2. Equitable Tolling
AEDPA's limitations period may be equitably tolled if a habeas petitioner can show that (1) he has been “pursuing his rights diligently,” but (2) “some extraordinary circumstance stood in his way and prevented timely filing.” Holland v. Florida, 560 U.S. 631, 649 (2010). Extraordinary circumstances are those “beyond a prisoner's control” that “make it impossible to file a [federal habeas] petition on time . . . [or] when the conduct of the defendant has lulled the plaintiff into inaction.” Kreutzer v. Bowersox, 231 F.3d 460, 463 (8th Cir. 2000). “Equitable tolling is an exceedingly narrow window of relief[,]” and “[t]he burden of demonstrating grounds warranting equitable tolling rests with the petitioner.” Finch v. Miller, 491 F.3d 424, 427 (8th Cir. 2007) (omitting citation); Earl v. Fabian, 556 F.3d 717, 722 (8th Cir. 2009) (citing Pace v. DiGuglielmo, 544 U.S. 408, 418 (2005)).

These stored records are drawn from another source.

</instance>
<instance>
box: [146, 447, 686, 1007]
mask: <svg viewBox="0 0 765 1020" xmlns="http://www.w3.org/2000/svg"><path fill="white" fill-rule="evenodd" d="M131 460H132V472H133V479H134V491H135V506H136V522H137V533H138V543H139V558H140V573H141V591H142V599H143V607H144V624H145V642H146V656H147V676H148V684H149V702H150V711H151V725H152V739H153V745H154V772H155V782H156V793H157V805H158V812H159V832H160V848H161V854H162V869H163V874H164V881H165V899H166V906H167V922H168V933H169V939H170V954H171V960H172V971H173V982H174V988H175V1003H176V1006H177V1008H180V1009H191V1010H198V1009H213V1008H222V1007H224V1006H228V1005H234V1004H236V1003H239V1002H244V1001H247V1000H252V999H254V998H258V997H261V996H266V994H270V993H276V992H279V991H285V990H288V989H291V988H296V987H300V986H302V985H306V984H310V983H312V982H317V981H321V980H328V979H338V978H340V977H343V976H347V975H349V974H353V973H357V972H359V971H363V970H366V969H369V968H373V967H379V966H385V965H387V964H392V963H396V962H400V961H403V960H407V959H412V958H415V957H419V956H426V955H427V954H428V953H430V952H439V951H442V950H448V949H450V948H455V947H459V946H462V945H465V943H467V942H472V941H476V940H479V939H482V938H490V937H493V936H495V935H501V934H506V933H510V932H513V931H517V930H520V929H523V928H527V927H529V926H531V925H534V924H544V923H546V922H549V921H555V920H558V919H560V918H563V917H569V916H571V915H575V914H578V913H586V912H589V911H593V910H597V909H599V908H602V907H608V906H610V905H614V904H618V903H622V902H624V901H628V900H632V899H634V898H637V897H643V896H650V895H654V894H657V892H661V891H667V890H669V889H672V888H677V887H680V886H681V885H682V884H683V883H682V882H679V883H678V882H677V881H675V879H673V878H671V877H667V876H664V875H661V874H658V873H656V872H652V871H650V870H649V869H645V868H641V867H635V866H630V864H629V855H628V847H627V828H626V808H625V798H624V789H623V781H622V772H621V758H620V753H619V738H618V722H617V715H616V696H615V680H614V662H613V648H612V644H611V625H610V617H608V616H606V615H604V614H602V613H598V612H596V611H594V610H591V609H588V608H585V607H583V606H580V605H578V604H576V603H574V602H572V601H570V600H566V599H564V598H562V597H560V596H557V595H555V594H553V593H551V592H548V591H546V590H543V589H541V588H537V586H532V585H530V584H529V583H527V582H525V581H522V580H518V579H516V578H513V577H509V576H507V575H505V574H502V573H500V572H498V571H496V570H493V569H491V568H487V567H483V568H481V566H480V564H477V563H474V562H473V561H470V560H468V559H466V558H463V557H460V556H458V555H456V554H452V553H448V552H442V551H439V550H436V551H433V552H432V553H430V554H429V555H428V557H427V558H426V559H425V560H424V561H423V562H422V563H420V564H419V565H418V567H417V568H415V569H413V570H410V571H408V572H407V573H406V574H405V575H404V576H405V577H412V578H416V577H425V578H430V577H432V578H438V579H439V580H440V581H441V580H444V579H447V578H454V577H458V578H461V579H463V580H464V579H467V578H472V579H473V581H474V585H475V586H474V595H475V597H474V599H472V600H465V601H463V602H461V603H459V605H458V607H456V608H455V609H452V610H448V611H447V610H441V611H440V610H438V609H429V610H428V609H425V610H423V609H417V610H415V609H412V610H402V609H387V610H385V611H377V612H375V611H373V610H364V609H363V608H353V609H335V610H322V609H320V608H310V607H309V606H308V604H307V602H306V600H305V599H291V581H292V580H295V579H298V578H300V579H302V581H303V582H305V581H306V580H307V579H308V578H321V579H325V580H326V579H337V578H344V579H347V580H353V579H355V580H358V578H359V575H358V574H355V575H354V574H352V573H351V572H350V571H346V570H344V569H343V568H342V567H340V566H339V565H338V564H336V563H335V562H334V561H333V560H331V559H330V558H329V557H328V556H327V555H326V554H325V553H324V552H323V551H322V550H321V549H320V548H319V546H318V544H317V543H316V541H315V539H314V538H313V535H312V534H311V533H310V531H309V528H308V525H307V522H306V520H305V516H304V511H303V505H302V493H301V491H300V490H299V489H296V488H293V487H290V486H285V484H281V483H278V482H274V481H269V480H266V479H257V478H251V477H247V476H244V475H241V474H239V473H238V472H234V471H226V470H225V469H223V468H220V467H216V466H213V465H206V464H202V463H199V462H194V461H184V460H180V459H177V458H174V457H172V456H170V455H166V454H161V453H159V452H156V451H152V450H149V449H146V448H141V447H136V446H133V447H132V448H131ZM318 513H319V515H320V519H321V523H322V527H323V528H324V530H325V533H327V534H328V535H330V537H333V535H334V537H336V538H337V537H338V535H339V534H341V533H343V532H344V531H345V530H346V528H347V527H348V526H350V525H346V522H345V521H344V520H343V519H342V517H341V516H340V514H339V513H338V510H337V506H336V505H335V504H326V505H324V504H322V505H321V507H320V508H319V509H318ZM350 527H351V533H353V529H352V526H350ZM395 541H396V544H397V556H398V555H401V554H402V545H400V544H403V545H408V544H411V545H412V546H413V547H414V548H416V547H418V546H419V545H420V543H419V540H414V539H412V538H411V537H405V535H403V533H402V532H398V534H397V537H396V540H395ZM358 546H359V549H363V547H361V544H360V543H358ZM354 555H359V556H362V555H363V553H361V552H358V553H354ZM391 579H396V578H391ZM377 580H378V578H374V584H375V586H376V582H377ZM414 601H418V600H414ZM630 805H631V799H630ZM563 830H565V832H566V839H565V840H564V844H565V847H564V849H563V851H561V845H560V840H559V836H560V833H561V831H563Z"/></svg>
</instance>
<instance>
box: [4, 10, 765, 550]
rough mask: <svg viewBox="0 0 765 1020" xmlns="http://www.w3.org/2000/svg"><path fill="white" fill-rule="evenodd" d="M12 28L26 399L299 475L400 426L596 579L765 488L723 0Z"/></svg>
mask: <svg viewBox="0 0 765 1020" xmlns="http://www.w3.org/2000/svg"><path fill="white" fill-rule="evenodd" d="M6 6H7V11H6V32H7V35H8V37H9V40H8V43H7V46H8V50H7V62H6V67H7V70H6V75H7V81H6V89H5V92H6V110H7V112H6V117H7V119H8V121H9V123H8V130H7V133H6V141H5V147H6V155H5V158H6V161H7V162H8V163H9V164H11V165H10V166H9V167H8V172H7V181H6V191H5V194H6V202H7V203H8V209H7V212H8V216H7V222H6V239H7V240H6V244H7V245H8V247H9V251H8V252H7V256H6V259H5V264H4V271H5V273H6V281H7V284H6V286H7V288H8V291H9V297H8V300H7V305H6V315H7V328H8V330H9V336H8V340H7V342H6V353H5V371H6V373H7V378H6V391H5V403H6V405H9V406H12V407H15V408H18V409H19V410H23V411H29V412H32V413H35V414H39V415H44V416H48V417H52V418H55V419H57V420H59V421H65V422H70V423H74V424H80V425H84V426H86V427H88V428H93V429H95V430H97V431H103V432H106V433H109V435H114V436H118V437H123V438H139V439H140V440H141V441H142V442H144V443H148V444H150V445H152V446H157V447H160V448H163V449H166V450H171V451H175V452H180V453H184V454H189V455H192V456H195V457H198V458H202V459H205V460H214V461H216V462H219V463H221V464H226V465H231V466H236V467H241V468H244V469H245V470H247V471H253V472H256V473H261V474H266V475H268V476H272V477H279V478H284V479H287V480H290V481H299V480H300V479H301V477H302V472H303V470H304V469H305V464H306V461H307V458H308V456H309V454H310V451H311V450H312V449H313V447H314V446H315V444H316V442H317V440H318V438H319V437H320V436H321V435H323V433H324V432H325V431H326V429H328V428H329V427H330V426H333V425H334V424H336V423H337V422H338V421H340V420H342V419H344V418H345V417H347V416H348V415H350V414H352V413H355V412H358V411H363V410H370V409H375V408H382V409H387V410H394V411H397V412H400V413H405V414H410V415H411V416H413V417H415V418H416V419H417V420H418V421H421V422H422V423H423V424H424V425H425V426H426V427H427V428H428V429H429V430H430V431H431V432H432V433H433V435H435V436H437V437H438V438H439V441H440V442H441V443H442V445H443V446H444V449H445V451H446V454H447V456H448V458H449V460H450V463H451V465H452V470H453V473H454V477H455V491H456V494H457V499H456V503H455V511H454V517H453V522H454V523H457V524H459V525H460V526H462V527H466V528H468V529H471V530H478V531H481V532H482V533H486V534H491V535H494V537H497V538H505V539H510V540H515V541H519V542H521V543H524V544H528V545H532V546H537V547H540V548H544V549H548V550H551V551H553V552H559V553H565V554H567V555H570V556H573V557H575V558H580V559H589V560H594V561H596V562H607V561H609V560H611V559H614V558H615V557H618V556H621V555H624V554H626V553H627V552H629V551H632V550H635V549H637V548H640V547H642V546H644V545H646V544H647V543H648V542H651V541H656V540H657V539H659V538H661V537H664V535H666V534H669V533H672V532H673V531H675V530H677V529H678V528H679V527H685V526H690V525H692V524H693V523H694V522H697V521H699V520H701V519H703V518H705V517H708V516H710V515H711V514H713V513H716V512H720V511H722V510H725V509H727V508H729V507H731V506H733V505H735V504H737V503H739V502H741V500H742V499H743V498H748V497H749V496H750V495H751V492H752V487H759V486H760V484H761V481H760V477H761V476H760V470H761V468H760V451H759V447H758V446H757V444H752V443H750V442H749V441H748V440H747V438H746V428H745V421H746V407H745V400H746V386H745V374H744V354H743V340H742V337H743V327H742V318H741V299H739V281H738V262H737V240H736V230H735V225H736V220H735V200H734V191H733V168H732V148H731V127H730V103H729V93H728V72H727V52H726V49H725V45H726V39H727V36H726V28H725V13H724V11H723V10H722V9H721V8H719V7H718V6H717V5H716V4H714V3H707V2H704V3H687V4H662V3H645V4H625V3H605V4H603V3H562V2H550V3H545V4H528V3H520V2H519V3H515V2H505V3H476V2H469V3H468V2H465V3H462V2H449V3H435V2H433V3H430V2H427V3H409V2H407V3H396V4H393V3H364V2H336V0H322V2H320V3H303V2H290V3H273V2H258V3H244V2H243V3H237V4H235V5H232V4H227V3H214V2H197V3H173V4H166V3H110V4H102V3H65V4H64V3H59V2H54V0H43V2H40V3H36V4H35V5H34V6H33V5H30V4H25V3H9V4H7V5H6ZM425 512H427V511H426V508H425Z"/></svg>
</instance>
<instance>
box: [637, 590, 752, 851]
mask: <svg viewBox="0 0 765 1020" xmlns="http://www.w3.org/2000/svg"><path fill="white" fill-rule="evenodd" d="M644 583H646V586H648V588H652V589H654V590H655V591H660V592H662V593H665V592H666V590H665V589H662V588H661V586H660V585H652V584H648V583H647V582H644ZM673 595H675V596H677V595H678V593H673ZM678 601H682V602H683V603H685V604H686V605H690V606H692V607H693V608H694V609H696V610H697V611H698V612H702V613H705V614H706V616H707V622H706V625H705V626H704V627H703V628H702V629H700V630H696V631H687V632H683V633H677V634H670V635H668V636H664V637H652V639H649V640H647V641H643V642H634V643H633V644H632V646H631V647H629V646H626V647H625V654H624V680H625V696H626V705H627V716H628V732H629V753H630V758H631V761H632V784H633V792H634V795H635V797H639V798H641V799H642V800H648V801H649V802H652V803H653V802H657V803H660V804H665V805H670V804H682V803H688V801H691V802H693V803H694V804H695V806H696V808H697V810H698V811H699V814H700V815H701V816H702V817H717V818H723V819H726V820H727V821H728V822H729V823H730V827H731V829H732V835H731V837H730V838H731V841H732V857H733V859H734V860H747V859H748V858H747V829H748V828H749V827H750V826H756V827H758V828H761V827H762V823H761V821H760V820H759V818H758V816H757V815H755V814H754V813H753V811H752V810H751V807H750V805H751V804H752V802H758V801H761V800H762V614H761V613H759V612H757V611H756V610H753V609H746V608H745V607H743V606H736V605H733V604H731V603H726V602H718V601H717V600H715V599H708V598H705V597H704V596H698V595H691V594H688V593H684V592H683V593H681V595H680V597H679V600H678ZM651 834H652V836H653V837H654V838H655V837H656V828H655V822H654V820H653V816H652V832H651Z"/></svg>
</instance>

Cullen vaguely claims he should be entitled to equitable tolling because he is “not an attorney but a plumber” and has “filed numerous collateral attacks on [his] conviction.” Doc. 14 at 1, 3. However, the Eighth Circuit has repeatedly held that a petitioner's pro se status, lack of legal knowledge or resources, or any confusion about the federal limitations period or state post-conviction law does not justify equitable tolling. See Gordon v. Arkansas, 823 F.3d 1188, 1195 (8th Cir. 2016) (rejecting petitioner's argument to apply equitable tolling to period he was attempting to exhaust state-court remedies); Johnson v. Hobbs, 678 F.3d 607, 611 (8th Cir. 2012) (“petitioner's pro se status and failure to follow rules for filing state post-conviction petitions do not constitute extraordinary circumstances”); Earl, 556 F.3d at 724-25 (no tolling due to delayed receipt of case file, pro se status, lack of access to legal materials and limited time in library); Shoemate v. Norris, 390 F.3d 595, 597-98 (8th Cir. 2004) (prisoner's misunderstanding of state post-conviction procedures, pro se status, lack of legal knowledge or legal resources); Kruetzer, 231 F.3d at 463 (“even in the case of an unrepresented prisoner alleging a lack of legal knowledge or legal resources, equitable tolling has not been warranted”).
Cullen's judgment of conviction became final on October 28, 2019. Cullen, however, waited until January 1, 2023, to file his § 2254 habeas Petition. Remarkably, during this more-than-three-years interim, he managed to prepare and file numerous other pro se civil actions in both state and federal court. Plainly, he has not demonstrated any extraordinary circumstance that prevented him from timely filing his habeas Petition.
Nor has he demonstrated that he acted diligently in pursuing federal habeas review. See Gordon, 823 F.3d at 1195 (noting the relevant question is whether petitioner was diligent in filing “his federal habeas petition,” as opposed to state post-conviction petitions). Where a petitioner has not made good use of the time available to him within the limitations period, he has not demonstrated the diligence required to justify equitable tolling. Williams v. Kelley, 830 F.3d 770, 773 (8th Cir. 2016); Nelson v. Norris, 618 F.3d 886, 893 (8th Cir. 2010); Earl, 556 F.3d at 724-25. Because Cullen has failed to demonstrate both diligence and any extraordinary circumstance that prevented his timely filing, he is not entitled to any equitable tolling. His § 2254 habeas Petition is time-barred.
III. Conclusion
Because Cullen's § 2254 habeas Petition is time-barred, Respondent's Motion to Dismiss (Doc. 9) should be GRANTED, Cullen's Motion to Supplement Petition (Doc. 8) should be DENIED, as moot, and this action should be DISMISSED, with prejudice.